O fotógrafo do jornal “A Província do Pará”, Emmanuel Ó de Almeida – ele chegaria a vereador, presidente da Câmara Municipal e, por um breve período, prefeito –, que fez a cobertura fotográfica do enterro, disse que Mário Cuia teve o sepultamento que merecia. Amigo de infância do morto, com quem conviveu na Vila Amazônia, na Dr. Moraes com a Braz de Aguiar, Emmanuel explicou que Mário Coelho sempre foi um sujeito alegre, barulhento, brincalhão. “Por isso, digo que ele teve o enterro que queria, com muita gente, o povo presente. Ninguém compreendia tristeza em qualquer coisa relacionada com o que o meu amigo Mário tomava parte.” O deputado Fernando Bahia lembrou a dedicação do Rei Momo aos hansenianos da Colônia de Marituba, durante e após o período carnavalesco. Os coveiros, que executaram “o trabalho mais demorado de suas vidas devido às dimensões do caixão”, recordaram, como brincantes, que testemunharam o Rei Momo “chegar à porta dos clubes, todo paramentado, esbanjando alegria, motivando a todos”. Daí o lamento de ter cumprir “os ossos do ofício”, depositando a última pá de cal sobre a alegria de tão expansiva pessoa.
“CUIA DUMA FIGA”
Como bom paraense, “um dos nossos tipos mais representativos”, “conhecido de toda a cidade, foi em vida um espírito bonachão, ‘desligado’, amigo, sempre pronto a ajudar a todos”, Mário Cuia aproveitava as viagens para fora do Estado, as participações nos programas de TV de rede nacional, para divulgar o Pará.

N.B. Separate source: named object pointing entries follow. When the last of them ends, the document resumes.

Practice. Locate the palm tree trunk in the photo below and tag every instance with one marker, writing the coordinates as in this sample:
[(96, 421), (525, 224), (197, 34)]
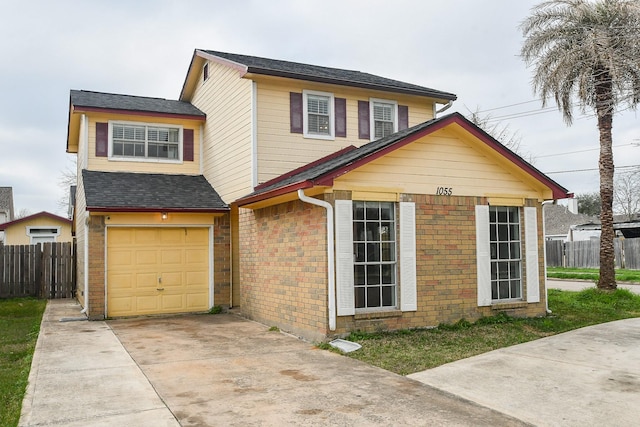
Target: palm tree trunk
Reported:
[(604, 110)]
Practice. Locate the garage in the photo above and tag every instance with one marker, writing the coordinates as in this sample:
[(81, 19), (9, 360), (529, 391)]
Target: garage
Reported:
[(157, 270)]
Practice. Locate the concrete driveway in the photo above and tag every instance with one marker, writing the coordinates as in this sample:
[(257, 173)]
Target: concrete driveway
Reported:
[(224, 370)]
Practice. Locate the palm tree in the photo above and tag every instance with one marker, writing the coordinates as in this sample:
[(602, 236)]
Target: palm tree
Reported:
[(588, 51)]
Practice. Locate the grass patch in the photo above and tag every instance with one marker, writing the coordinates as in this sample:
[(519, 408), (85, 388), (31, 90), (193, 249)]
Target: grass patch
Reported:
[(19, 325), (408, 351), (592, 274)]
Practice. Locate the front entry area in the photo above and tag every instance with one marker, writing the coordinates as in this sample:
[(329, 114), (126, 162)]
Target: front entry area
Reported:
[(157, 270)]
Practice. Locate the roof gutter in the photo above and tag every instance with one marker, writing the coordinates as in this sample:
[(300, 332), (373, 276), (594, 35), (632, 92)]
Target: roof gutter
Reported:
[(331, 291)]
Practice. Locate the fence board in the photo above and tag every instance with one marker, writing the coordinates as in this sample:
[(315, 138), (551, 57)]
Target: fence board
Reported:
[(44, 270), (586, 253)]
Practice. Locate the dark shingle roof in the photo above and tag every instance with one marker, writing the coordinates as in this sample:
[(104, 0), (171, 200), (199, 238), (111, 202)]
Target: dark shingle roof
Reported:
[(342, 162), (83, 98), (338, 76), (147, 192)]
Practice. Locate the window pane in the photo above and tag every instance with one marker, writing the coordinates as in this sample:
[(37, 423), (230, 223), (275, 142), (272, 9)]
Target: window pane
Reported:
[(388, 252), (388, 296), (373, 252), (373, 274), (373, 297), (388, 274), (358, 275), (360, 254), (359, 295)]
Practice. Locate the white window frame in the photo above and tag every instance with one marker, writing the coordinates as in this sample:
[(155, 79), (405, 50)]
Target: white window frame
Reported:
[(35, 235), (372, 121), (497, 248), (367, 244), (113, 157), (305, 114), (406, 283)]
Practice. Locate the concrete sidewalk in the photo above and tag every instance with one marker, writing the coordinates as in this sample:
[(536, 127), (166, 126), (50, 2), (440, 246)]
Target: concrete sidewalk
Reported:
[(586, 377), (82, 375), (578, 285)]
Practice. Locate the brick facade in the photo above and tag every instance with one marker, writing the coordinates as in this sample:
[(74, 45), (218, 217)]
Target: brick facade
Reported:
[(283, 274)]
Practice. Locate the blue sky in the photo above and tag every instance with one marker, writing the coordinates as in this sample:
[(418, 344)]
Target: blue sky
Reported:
[(143, 48)]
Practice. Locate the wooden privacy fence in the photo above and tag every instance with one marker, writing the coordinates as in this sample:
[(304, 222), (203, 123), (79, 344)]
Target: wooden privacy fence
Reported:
[(45, 270), (586, 253)]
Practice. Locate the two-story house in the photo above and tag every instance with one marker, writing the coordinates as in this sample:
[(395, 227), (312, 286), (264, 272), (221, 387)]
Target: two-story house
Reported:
[(327, 201)]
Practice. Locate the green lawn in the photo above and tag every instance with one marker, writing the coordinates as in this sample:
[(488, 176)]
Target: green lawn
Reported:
[(592, 274), (19, 326), (410, 351)]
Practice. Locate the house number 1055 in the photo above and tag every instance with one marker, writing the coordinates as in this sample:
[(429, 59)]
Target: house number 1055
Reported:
[(444, 191)]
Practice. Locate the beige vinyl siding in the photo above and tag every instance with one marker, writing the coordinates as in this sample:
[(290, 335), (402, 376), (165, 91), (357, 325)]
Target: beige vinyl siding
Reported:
[(106, 165), (443, 159), (226, 98), (280, 151)]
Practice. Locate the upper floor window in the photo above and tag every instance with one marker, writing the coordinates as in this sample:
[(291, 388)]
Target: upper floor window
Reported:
[(318, 114), (145, 142), (384, 118)]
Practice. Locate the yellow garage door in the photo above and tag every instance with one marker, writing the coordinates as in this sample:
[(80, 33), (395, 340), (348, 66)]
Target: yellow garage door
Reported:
[(157, 270)]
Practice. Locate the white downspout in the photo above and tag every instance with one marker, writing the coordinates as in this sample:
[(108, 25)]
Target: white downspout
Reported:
[(544, 238), (86, 265), (330, 255)]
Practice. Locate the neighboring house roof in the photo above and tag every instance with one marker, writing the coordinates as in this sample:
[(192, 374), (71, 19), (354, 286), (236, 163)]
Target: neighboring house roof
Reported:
[(142, 192), (6, 201), (42, 214), (323, 171), (558, 219), (315, 73)]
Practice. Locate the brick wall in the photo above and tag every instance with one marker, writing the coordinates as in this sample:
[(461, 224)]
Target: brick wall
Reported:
[(283, 274), (283, 269), (96, 267), (446, 270), (222, 261)]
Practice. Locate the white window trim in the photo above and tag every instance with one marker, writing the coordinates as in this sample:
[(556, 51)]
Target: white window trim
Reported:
[(31, 234), (345, 299), (111, 157), (372, 122), (305, 115)]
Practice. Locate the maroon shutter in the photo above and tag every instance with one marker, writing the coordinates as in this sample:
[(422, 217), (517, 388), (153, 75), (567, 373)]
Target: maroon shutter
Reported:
[(295, 100), (403, 117), (341, 117), (187, 145), (363, 120), (102, 139)]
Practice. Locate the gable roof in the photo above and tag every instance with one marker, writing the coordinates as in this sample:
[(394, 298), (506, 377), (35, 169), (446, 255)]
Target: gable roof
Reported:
[(558, 219), (82, 100), (324, 171), (6, 201), (299, 71), (42, 214), (142, 192)]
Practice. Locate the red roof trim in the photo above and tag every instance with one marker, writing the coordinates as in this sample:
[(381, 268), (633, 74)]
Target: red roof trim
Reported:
[(138, 209), (557, 191), (38, 215), (81, 109), (274, 193), (305, 167)]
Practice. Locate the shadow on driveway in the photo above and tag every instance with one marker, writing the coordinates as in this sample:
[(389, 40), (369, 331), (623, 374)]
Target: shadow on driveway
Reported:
[(225, 370)]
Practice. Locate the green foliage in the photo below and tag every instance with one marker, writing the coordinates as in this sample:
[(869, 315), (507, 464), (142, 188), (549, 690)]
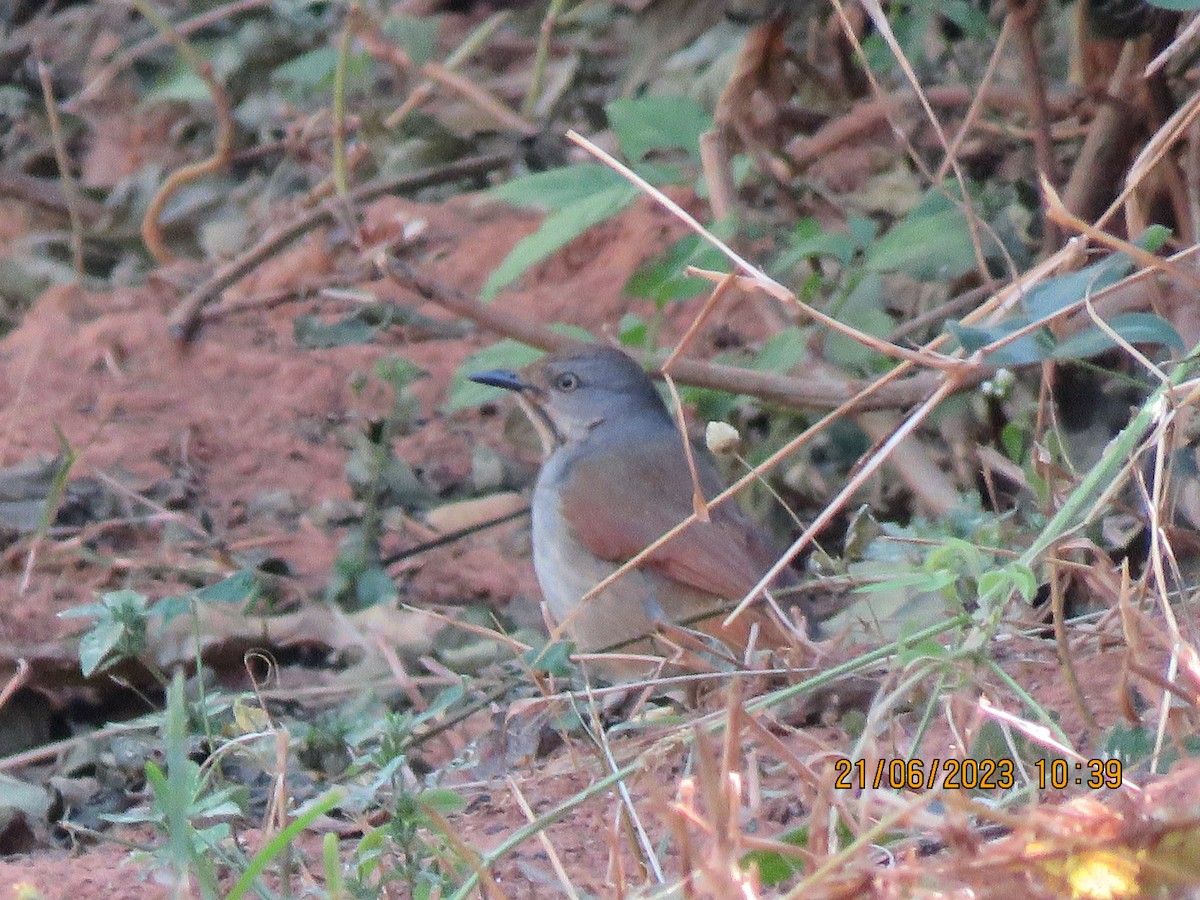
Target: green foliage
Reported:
[(1053, 295), (582, 196), (933, 243), (185, 808), (665, 280), (118, 631)]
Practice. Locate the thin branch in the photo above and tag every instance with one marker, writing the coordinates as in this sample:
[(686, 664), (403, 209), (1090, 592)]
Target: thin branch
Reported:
[(185, 318)]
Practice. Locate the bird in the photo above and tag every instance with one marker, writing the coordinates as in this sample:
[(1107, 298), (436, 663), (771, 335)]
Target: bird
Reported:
[(617, 479)]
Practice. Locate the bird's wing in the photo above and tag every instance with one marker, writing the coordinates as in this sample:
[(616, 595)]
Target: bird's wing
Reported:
[(622, 499)]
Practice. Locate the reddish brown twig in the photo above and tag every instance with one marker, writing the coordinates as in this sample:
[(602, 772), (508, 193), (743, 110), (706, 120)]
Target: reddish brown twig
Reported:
[(185, 318)]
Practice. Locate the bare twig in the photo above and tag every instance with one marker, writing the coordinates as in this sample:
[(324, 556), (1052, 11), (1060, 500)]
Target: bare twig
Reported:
[(222, 149), (816, 390), (186, 317), (421, 93), (379, 47), (60, 156), (150, 45)]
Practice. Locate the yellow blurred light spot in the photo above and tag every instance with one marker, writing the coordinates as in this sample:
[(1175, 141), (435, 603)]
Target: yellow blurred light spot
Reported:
[(1102, 875)]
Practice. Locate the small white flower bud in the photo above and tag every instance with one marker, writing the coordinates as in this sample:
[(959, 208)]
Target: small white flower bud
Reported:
[(721, 438)]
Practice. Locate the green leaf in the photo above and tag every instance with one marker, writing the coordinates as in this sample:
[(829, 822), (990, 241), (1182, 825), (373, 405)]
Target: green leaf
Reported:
[(556, 232), (1133, 327), (647, 124), (785, 351), (664, 280), (312, 334), (417, 34), (557, 189), (234, 589), (96, 646), (373, 587), (863, 310), (929, 247), (631, 330), (810, 240), (1055, 294), (313, 71), (775, 868), (442, 801)]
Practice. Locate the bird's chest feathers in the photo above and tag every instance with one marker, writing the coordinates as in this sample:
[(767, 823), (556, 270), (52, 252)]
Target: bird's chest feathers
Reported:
[(565, 569)]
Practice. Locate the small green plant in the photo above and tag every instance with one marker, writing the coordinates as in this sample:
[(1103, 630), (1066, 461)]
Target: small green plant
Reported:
[(378, 478), (185, 808)]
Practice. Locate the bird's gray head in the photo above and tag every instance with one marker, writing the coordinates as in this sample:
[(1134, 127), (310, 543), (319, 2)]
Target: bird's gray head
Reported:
[(575, 390)]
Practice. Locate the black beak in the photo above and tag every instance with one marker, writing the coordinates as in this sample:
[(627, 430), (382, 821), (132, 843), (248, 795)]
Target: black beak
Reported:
[(501, 378)]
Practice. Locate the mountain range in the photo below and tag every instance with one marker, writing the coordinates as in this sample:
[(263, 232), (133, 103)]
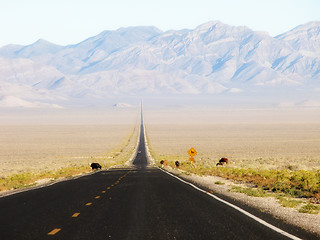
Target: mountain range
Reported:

Uma semana antes de sua morte, esteve em São Paulo, tendo participado do programa Clube dos Artistas, com transmissão direta para Belém. “Na ocasião”, relata o noticiário da morte do Rei Momo, “Mário Cuia fez uma boa propaganda de nosso Estado, oferecendo vários brindes a Aírton Rodrigues e para sua esposa Lolita”. Coincidência: a casa em que Mário morou e morreu ficava defronte à praça Eneida de Moraes, na Pedreira, bairro tido como do samba e do amor, Eneida que tanto divulgou o Pará e o Carnaval, onde Cuia reinou. O mesmo bairro em que Eneida queria morar, “numa casinha de porta e janela”.
Em tempo: o apelido de Cuia vinha dos tempos de colégio (o Moderno) do estudante Mário Coelho. Jogando peteca no recreio, desentendeu-se com um colega. Engalfinharam-se. Foi quando se ouviu o berro: “Esse cuia duma figa!”. Pegou. Ficou.